# Temporary Tables Design (#tmp Tables)
## Overview
This document outlines the design for temporary tables that persist across query batches within a script execution, enabling query result reuse and dynamic data injection into subsequent WEB CTEs.
## Use Cases
### Phase 1: Basic Persistence
```sql
-- Fetch trade data once, reuse multiple times
WITH WEB trades AS (
URL 'https://api.example.com/trades'
BODY { "date": "2024-01-15" }
FORMAT JSON
)
SELECT * FROM trades INTO #tmp_trades;
GO
-- Later queries can reference #tmp_trades without refetching
SELECT COUNT(*) FROM #tmp_trades WHERE status = 'completed';
GO
SELECT symbol, AVG(price) FROM #tmp_trades GROUP BY symbol;
GO
```
### Phase 2: Dynamic Query Injection
```sql
-- Extract trade IDs from first query
WITH WEB trades AS (...)
SELECT trade_id FROM trades INTO #trade_ids;
GO
-- Use those IDs in next query's body
WITH WEB allocations AS (
URL 'https://api.example.com/allocations'
BODY {
"trade_ids": #trade_ids -- Expanded to array
}
FORMAT JSON
)
SELECT * FROM allocations;
GO
```
## Architecture
### 1. Current Script Execution Flow
```
┌─────────────────────────────────────────┐
│ Script File │
│ -------------------------------- │
│ SELECT ... FROM web_cte INTO #tmp; │
│ GO │
│ SELECT * FROM #tmp; │
│ GO │
└─────────────────┬───────────────────────┘
▼
┌─────────────────────────────────────────┐
│ ScriptParser::parse_statements() │
│ Splits on "GO" separator │
└─────────────────┬───────────────────────┘
▼
┌─────────────────────────────────────────┐
│ non_interactive::execute_script() │
│ Loop: for each statement │
│ 1. Parse SQL │
│ 2. Execute query │
│ 3. Display results │
│ 4. **Context is lost** │
└─────────────────────────────────────────┘
```
**Problem**: Each statement executes independently - no shared state between queries.

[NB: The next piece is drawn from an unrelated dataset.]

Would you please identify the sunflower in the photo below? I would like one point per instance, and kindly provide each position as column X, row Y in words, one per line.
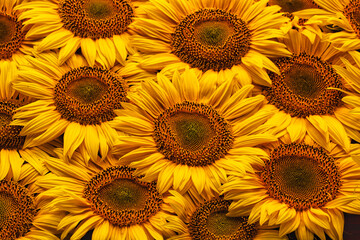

### 2. New Architecture with Temp Tables
```
┌─────────────────────────────────────────┐
│ TempTableRegistry (New) │
│ -------------------------------- │
│ - HashMap<String, Arc<DataTable>> │
│ - Lives for script duration │
│ - Not persisted to Redis │
│ - Dropped after script completes │
└─────────────────┬───────────────────────┘
│
▼
┌─────────────────────────────────────────┐
│ Enhanced execute_script() │
│ -------------------------------- │
│ let mut temp_tables = TempTableRegistry │
│ │
│ for statement in statements: │
│ 1. Parse SQL │
│ 2. Check for INTO #tmp │
│ 3. Execute with temp_tables context │
│ 4. If INTO: store result │
│ 5. If FROM #tmp: resolve from registry│
└─────────────────┬───────────────────────┘
▼
┌─────────────────────────────────────────┐
│ QueryEngine (Enhanced) │
│ -------------------------------- │
│ - Accept TempTableRegistry │
│ - Resolve #tmp in FROM clause │
│ - Treat #tmp like CTE │
└─────────────────────────────────────────┘
```
## Implementation Plan
### Phase 1: Basic Persistence (Immediate Value)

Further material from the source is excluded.